Fantastic early California survey of the southern part of Rancho Punta Del Año Nuevo (now mostly covered with Año Nuevo State Park), on the Pacific coast north of Santa Cruz, covering the famed Steele Ranch.
Oriented with east at the top, the survey was initially executed in 1869 by W.B. Treadwell, an enigmatic figure worthy of further research, at the time that the land was purchased by the Steele family for the dairy farming operation. It was probably updated over time as the land was slowly subdivided. A later table of field notes is recorded for the south line of the Ramsey Tract.
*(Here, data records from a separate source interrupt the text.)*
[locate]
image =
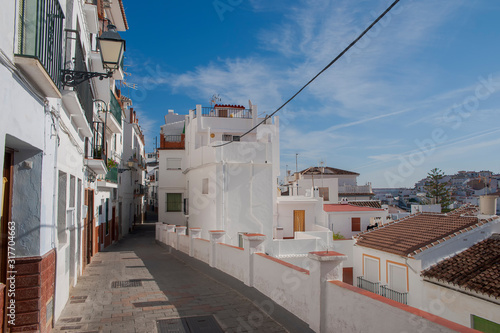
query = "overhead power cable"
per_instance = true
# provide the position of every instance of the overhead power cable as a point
(321, 72)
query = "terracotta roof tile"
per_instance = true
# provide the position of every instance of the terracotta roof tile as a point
(369, 203)
(415, 233)
(477, 268)
(348, 208)
(327, 171)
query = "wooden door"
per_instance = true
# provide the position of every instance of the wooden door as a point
(114, 235)
(90, 225)
(223, 113)
(299, 220)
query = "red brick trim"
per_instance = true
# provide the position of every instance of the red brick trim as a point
(202, 239)
(284, 263)
(234, 247)
(426, 315)
(35, 287)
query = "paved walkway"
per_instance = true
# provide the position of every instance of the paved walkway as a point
(137, 281)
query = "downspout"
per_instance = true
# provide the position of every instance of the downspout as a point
(55, 190)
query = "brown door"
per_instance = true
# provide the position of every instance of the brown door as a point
(113, 225)
(90, 225)
(299, 220)
(6, 186)
(6, 205)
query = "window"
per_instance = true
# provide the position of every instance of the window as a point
(230, 137)
(174, 163)
(371, 268)
(173, 202)
(204, 185)
(396, 276)
(356, 224)
(324, 193)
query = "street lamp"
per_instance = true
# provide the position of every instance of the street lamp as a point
(111, 48)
Beginning in the 1850's, the Steele Brothers pioneered one of the first large-scale commercial cheese and dairy businesses in California. They extended their operations from Point Reyes to Rancho Punta de Año Nuevo in 1862. The 7000 acre Steele Ranch consisted of five dairies extending from Gazos Creek to Point Año Nuevo. For a century the Steele Brothers' dairy ranches were of major importance in California's agricultural development. They called their land "cow heaven." During the Civil War, the Steele brothers auctioned a giant 20-foot round of cheese to benefit the Union war effort. President Abraham Lincoln and General Ulysses S. Grant received slices.
Land cover and topography are illustrated in the survey (with pleasingly-rendered sections of sand dunes). The scant dwellings of the area are also shown, though one wonders if fewer people live on this land today than lived on it in 1869.
The map illustrates "Waddell's Tramway", which was constructed by William White Waddell in 1861 to lead from a sawmill to a wharf north of what is now called Waddell's Beach.
Rancho Punta Del Año Nuevo
The rancho covered by this survey was a large Mexican land grant in San Mateo County dating from 1842 when it was given by Governor Juan B. Alvarado to Simeon Castro. The grant covered 17,753 acres and extended from Rancho Butano and Arroyo de Los Frijoles in the north to Point Año Nuevo in the south. Following the California Land Act of 1851, the grant was claimed by and patented (in 1857) to Maria Antonia Pico de Castro and the heirs of Simeon Castro.
The land was purchased by Clark & Coburn of San Francisco in 1862 and subsequently leased to the Rensselaer, Isaac, and Edgar Steele to run a dairy enterprise. In 1869, the Steele family purchased approximately 7,000 acres south of Gazos Creek. The area covered by this survey is 7060.47 acres.
The houses of I.C. Steele (presumably Isaac) and R.E. Steele (Rennselaer) are shown on the survey.
The Steele Ranch Papers were donated to the Green Library at Stanford by Mrs. Catherine Baumgarten Steele in 1972.
Treadwell was born in New York around 1848 and moved with his wife and four children to California. Several records give his occupation as "Lawyer" or "Attorney", especially from the 1870s onward, however, contemporary newspapers make note of his mapmaking habit as well. He was apparently a fairly stable and upstanding citizen, however in 1885 he was prosecuted for embezzlement. Curiously, a February 13, 1885 article in The San Francisco Examiner notes that the Superior Court of Lake County had overturned his conviction on the basis that "the first decision was not warranted by the evidence." However, the next year he was apparently on the wrong side of the law again, having been convicted of embezzlement (again?) and sentenced to four years at San Quentin, where he arrived on May 4th, 1886. Evidently, the conviction was still controversial, as he was pardoned by Governor George Stoneman on December 30th of that same year.
The present Treadwell should not be confused with J.B. Treadwell, who surveyed mining claims in Nevada in the 1870s.